A central driver of these inequities is the dominance of Eurocentric epistemologies, which shape how knowledge is produced, validated, and disseminated in STEM (Henderson, 2024; Kayumova & Strom, 2023; E. O. McGee, 2020). STEM is often positioned as culturally neutral and universally objective, but its norms, values, and knowledge structures have historically been defined by Western perspectives (Henderson, 2024; Kayumova & Strom, 2023). These epistemologies prioritize white ways of knowing and position scientific knowledge as culturally neutral and detached from lived experience (Henderson, 2024; Kayumova & Strom, 2023). In practice, they shape whose expertise is validated, whose work is cited, and whose intellectual contributions are incorporated into the body of scientific knowledge (Almeida, 2015; Henderson, 2024). Through this process, Black scientific contributions have often been excluded from mainstream narratives, creating a false impression of absence where, in fact, there is a long-standing presence of innovation and excellence (Graves et al., 2022; E. O. McGee, 2020).
Eurocentrism also manifests through linguistic structures that govern STEM communication (Henderson, 2024). Language plays a powerful role in shaping the social and epistemic boundaries of STEM, influencing whose knowledge is legitimized and whose voices are marginalized (Kayumova & Dou, 2022; E. McGee, 2020). Dominant narratives, often rooted in Eurocentric traditions, frame scientific knowledge as objective and universal while marginalizing the voices, experiences, and innovations of Black scientists and technologists (Kwachou, 2025; Udah, 2024). These linguistic structures influence publication norms, institutional culture, and classroom hierarchies, reinforcing a cycle of exclusion (Loui & Fiala, 2024; Martinez-Acosta & Favero, 2018).
Challenging these inequities requires approaches that not only critique Eurocentrism but also offer alternative conceptualizations of science, technology, and futurity.
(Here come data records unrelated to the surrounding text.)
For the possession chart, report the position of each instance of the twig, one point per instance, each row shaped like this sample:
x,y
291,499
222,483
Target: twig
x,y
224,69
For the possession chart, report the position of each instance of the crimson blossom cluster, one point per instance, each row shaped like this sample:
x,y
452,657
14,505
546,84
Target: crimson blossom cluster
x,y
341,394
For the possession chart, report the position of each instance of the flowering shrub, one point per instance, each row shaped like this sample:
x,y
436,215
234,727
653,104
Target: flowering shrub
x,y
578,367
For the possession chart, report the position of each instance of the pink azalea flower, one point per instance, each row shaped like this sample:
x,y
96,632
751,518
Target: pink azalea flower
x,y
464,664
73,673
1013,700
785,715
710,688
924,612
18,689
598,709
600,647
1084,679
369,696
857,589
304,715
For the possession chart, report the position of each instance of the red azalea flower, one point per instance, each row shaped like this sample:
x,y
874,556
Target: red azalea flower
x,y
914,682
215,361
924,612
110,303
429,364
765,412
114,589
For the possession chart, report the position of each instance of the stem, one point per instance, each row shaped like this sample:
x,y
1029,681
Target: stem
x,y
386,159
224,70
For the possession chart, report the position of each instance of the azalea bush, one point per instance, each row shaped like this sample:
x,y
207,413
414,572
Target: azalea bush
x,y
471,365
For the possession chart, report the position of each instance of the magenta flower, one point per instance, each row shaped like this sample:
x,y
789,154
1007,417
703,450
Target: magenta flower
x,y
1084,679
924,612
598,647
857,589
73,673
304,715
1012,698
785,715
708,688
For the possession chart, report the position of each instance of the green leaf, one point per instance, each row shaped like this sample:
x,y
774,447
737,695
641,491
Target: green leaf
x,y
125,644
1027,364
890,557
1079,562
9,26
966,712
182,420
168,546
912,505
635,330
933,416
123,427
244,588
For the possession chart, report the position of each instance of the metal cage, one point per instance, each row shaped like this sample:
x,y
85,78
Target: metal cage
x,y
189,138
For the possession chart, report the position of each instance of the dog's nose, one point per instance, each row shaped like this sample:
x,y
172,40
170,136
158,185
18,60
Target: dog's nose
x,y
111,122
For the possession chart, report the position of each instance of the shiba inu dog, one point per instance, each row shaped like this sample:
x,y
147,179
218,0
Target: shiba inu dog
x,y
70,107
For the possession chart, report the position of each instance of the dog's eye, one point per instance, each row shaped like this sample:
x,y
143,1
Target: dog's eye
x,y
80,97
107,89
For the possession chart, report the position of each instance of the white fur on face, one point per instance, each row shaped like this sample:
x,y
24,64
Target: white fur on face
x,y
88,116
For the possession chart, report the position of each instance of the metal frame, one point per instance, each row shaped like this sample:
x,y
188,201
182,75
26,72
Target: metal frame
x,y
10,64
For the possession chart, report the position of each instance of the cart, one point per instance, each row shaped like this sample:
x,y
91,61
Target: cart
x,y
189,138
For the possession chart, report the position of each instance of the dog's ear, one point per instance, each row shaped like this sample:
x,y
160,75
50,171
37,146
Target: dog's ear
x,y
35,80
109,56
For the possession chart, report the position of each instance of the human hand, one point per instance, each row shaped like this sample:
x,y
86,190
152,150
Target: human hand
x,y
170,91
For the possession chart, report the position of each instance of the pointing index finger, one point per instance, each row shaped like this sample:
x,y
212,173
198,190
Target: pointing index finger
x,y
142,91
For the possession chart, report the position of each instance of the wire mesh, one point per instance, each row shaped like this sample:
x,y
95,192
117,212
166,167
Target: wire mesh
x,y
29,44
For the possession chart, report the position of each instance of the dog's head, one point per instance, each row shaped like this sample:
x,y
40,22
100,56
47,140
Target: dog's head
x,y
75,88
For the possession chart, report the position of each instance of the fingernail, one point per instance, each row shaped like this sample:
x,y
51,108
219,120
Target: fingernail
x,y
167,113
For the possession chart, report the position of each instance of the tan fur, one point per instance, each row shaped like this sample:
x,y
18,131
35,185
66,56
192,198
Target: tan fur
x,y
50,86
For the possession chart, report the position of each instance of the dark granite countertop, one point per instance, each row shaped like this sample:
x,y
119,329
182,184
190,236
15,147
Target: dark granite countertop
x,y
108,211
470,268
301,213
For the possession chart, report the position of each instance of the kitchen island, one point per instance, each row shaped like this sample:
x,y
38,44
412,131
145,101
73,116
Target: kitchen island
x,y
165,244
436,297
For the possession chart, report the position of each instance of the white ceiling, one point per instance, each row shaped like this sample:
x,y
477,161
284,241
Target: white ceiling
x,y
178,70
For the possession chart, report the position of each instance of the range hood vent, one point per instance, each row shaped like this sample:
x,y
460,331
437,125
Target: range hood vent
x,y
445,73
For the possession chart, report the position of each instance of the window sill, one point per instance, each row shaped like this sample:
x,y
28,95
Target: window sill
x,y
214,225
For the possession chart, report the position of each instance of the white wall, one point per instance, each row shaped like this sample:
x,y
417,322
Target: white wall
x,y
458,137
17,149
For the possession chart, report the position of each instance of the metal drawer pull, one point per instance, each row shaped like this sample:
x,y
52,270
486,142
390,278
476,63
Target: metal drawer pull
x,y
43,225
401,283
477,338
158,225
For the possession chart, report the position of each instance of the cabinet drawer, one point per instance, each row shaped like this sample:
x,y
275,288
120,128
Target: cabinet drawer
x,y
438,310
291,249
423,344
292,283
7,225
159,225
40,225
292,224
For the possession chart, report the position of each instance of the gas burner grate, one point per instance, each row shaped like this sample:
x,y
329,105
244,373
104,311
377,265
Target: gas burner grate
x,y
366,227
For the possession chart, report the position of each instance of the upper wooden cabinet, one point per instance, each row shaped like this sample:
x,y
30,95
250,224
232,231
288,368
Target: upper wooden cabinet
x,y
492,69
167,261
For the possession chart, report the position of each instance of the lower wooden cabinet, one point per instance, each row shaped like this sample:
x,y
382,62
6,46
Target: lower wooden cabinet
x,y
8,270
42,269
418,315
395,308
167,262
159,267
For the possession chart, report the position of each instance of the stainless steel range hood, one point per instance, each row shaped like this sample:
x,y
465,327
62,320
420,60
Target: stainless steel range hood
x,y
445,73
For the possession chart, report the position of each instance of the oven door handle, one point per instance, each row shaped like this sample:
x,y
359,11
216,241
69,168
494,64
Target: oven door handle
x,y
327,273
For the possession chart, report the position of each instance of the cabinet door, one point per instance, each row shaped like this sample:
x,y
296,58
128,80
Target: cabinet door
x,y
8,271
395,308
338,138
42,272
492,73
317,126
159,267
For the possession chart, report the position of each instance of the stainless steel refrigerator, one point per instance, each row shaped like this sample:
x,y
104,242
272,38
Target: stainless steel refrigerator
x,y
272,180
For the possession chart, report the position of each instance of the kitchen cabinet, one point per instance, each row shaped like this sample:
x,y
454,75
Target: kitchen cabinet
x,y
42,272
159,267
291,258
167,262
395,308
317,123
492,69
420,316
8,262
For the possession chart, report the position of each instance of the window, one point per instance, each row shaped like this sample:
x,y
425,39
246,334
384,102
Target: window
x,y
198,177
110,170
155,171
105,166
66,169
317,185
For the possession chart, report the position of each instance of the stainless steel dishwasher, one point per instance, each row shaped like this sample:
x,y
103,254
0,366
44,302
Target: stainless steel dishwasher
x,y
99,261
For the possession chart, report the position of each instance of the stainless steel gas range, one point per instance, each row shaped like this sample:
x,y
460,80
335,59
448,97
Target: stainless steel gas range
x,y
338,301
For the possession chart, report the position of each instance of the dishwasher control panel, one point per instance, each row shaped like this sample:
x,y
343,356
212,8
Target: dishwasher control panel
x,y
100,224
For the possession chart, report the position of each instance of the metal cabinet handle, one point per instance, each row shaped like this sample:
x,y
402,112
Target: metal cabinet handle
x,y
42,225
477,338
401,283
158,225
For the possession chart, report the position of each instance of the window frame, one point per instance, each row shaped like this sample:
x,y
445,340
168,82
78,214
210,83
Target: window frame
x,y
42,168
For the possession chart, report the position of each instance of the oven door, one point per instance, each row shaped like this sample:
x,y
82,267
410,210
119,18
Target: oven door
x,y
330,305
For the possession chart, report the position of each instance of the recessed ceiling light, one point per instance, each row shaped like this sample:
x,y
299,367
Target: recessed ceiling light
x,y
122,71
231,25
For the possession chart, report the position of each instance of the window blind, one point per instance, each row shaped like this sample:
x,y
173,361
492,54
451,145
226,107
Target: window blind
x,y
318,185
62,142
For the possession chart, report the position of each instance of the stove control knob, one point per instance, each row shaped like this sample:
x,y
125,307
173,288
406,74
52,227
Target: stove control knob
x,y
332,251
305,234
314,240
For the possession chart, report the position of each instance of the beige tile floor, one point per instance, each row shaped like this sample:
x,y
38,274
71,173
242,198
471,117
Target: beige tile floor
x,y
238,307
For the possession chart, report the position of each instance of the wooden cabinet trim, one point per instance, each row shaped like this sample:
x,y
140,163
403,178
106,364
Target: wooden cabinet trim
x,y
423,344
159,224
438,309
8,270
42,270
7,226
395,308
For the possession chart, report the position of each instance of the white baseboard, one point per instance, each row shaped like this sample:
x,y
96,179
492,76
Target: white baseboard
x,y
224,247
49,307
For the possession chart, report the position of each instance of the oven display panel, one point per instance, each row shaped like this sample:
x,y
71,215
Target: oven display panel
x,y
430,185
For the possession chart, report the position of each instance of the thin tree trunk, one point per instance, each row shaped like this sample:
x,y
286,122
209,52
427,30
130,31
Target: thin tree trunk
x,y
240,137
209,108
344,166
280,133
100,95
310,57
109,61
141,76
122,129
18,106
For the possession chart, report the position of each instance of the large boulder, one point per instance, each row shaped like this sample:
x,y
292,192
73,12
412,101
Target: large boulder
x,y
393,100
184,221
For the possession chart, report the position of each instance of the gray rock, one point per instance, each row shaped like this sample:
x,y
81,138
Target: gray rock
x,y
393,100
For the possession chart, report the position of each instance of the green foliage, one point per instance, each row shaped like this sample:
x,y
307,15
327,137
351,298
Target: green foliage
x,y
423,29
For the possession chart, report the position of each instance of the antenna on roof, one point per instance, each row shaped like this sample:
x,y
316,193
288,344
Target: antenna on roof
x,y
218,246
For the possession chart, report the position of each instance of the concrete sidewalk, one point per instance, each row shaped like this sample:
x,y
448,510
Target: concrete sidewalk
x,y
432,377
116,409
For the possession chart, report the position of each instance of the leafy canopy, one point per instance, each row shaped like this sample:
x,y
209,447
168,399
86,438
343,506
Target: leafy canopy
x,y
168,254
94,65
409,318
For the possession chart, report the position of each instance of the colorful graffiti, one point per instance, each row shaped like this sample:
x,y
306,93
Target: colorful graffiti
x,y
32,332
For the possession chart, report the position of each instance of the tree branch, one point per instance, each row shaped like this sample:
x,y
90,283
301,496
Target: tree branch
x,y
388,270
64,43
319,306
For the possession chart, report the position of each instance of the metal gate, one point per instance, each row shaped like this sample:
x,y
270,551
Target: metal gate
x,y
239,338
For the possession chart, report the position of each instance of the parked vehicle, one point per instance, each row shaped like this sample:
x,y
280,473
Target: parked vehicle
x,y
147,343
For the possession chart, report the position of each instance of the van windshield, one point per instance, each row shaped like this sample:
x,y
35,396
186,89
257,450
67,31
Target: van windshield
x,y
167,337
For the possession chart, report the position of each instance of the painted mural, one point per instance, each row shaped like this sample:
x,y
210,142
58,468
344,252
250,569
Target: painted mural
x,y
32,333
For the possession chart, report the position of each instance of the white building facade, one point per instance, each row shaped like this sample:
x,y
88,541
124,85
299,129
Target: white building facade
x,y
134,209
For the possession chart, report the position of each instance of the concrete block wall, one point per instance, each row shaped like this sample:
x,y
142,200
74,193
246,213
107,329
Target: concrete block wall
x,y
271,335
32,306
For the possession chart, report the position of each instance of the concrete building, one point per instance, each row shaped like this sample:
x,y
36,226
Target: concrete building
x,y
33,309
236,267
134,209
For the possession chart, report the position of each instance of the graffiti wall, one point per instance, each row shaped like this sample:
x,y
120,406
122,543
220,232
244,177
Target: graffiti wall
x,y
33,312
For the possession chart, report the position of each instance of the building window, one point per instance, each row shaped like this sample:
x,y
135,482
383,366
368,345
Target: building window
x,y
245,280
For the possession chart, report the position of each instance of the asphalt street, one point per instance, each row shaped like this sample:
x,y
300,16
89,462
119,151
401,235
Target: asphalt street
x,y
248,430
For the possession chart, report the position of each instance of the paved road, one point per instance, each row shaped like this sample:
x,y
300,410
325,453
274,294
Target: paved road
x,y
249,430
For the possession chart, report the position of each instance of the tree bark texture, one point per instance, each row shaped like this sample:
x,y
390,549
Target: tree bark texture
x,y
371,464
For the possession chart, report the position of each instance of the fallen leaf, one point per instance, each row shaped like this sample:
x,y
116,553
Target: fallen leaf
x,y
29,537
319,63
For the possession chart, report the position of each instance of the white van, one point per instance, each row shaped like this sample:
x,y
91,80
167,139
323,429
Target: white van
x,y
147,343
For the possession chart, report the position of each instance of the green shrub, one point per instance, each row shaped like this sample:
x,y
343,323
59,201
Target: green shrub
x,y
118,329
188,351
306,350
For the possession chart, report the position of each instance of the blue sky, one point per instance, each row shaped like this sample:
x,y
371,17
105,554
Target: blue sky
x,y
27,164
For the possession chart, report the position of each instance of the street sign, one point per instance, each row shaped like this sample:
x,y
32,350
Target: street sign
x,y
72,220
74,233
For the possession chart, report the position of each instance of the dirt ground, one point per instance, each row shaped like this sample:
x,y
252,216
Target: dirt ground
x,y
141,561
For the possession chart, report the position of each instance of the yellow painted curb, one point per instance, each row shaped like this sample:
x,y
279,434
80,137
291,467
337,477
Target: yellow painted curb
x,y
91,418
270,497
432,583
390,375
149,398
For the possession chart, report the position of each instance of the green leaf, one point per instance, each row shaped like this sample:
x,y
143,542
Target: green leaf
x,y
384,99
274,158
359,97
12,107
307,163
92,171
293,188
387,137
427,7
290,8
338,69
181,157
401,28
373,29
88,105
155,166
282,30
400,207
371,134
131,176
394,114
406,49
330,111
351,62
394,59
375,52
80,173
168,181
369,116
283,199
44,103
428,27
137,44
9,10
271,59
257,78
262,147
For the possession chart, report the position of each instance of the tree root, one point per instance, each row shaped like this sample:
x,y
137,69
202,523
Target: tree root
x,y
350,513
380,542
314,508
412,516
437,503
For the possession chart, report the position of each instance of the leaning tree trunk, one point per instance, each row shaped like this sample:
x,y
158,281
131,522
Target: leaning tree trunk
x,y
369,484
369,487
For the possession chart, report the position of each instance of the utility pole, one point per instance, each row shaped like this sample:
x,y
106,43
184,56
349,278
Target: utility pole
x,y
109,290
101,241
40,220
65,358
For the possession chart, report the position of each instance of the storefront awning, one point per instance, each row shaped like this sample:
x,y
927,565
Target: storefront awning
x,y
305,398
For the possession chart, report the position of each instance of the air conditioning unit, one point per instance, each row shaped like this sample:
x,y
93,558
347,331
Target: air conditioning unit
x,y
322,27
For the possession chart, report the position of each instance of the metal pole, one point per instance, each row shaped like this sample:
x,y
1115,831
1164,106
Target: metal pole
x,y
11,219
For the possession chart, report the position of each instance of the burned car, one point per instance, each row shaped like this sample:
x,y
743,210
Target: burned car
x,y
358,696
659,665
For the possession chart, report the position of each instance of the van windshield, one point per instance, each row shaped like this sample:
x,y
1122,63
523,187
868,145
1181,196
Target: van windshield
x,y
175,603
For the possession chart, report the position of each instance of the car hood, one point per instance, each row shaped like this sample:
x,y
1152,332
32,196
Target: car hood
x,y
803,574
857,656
Afrofuturism, positioned at the intersection of African diasporic identity, imagination, and technology, provides a powerful framework for disrupting these patterns. Afrofuturism invites us to reimagine futures where Black lives, creativity, and knowledge systems are central to innovation (Gipson, 2019). As both a cultural and political movement, Afrofuturism challenges traditional ideas of progress and imagines new paths toward justice, liberation, and innovation in science (Gipson, 2019).
Within this context, Natural Language Processing (NLP), a branch of artificial intelligence (AI) focused on analyzing and interpreting human language, offers a promising toolkit for uncovering patterns, narratives, and themes within Black STEM discourse. However, most mainstream NLP methods often reproduce racialized biases because they are trained on corpora that marginalize or misrepresent Black speech, identity, and culture (Field et al., 2021; Mire et al., 2025). Applying NLP without a critical, culturally grounded lens risks perpetuating the very inequities it aims to study (Z. Liu, 2023). These risks become especially evident when NLP systems interact with Black linguistic and cultural expressions (Field et al., 2021; Mire et al., 2025).
For example, many pre-trained language models, including GPT, BERT, and RoBERTa, are trained on corpora that predominantly reflect English-language usage grounded in white, Western, male-dominated norms (Gallegos et al., 2024; Nemani et al., 2023). As a result, they absorb and reproduce the same biases they were exposed to from stereotyping Black names and vernaculars to underrepresenting or misinterpreting African American Vernacular English (AAVE) and other diasporic linguistic forms.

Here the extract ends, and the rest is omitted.